Australia Doctor, 16-June-2010
Blue genes
Published, 16-Jun-2010 in Australian Doctor.
Available here. (Registration required.)
Will the hunt for genes predicting antidepressant response replace the one-size-fits-all approach? By Michael Slezak
ANNE, a 26-year-old law student from Sydney, has been prescribed more than a dozen different medications in an attempt to treat her depression and anxiety.
She was first diagnosed and medicated for depression in 2001 after she finished school.

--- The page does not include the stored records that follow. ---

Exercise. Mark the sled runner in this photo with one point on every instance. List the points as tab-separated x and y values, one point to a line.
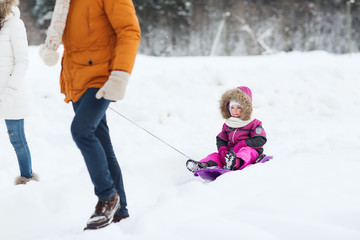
211	173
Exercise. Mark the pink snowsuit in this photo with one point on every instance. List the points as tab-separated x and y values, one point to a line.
251	143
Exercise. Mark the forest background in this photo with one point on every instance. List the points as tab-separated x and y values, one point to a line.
229	27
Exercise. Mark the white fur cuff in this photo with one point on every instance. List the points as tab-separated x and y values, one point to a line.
50	57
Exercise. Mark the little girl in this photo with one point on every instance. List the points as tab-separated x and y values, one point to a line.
242	137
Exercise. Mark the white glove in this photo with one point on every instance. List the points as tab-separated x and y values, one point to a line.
49	56
114	88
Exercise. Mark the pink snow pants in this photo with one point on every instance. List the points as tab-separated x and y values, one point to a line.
247	154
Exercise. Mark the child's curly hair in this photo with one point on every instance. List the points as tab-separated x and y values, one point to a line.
5	9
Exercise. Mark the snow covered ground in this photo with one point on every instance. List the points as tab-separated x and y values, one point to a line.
308	103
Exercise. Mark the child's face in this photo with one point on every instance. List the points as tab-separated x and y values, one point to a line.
235	110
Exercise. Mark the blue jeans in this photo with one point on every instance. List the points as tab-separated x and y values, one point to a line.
18	140
90	132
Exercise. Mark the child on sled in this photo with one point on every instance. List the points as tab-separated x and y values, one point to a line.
242	137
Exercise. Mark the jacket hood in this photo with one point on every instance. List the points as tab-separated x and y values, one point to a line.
242	95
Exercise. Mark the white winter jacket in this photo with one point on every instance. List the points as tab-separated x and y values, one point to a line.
13	65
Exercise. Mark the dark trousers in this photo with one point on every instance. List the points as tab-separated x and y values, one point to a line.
91	135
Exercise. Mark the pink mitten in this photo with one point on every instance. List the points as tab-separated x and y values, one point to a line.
239	145
222	152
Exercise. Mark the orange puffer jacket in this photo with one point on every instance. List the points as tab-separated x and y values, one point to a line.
100	36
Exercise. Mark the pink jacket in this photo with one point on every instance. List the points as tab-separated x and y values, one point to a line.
253	134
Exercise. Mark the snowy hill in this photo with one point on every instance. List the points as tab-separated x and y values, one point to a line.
309	106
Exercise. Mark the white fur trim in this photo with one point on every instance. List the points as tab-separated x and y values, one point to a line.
234	122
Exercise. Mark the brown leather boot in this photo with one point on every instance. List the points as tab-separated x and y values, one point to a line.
104	213
118	218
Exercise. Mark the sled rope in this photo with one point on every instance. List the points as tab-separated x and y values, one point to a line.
148	132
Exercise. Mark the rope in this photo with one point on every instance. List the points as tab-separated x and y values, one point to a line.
148	132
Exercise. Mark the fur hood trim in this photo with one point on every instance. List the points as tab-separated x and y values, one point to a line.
241	95
6	7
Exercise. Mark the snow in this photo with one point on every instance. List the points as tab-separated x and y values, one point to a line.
309	106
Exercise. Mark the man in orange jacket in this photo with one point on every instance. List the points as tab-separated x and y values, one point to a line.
101	39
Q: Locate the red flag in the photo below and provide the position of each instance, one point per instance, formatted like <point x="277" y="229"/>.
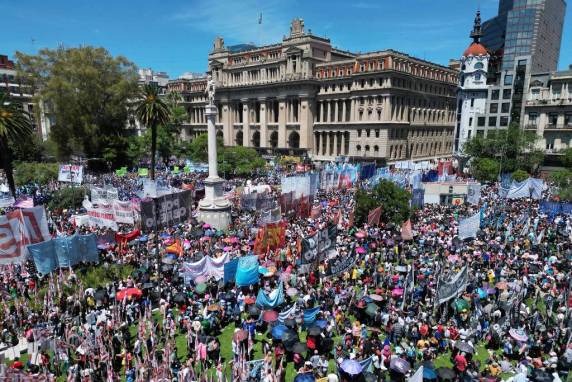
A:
<point x="374" y="216"/>
<point x="406" y="232"/>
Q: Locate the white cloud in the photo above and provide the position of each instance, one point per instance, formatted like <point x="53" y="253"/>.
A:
<point x="237" y="21"/>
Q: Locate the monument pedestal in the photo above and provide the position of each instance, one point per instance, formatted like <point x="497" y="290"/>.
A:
<point x="214" y="209"/>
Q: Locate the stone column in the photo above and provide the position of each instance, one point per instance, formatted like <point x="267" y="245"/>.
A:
<point x="263" y="123"/>
<point x="245" y="123"/>
<point x="282" y="122"/>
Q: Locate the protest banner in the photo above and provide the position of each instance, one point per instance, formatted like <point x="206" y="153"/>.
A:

Following a brief hospitalisation for depression in 2004, she spent the next four years moving from one drug to another, trying to find one that worked — each time facing new withdrawal symptoms and side effects, including galactorrhoea, reduced bone density, anorgasmia, decreased libido, somnolence and insomnia.
“I’d start one and I’d say I had these side effects or it was making me feel like this,” says Anne (not her real name). “I’d taper down one and then try another. I don’t remember how many I tried but it was a lot.
“After a while I did start to think that maybe nothing would work and I’d just have to try to figure it out on my own,” she says. “I think those were the worst times. When you think that if being on huge amounts of psychotropic medication can’t help me, what can?”
Many GPs would find Anne’s case all too familiar. Medicating depression is a trial-and-error affair, says Associate Professor Michael Baigent, psychiatrist and director of the mental health sciences programs at Flinders University.
“There are a number of people who get prescribed two or three or four. And you’ve got to wonder whether they’re going to respond at all,” says Professor Baigent. “Often, the patient gets put off the idea of taking medication.”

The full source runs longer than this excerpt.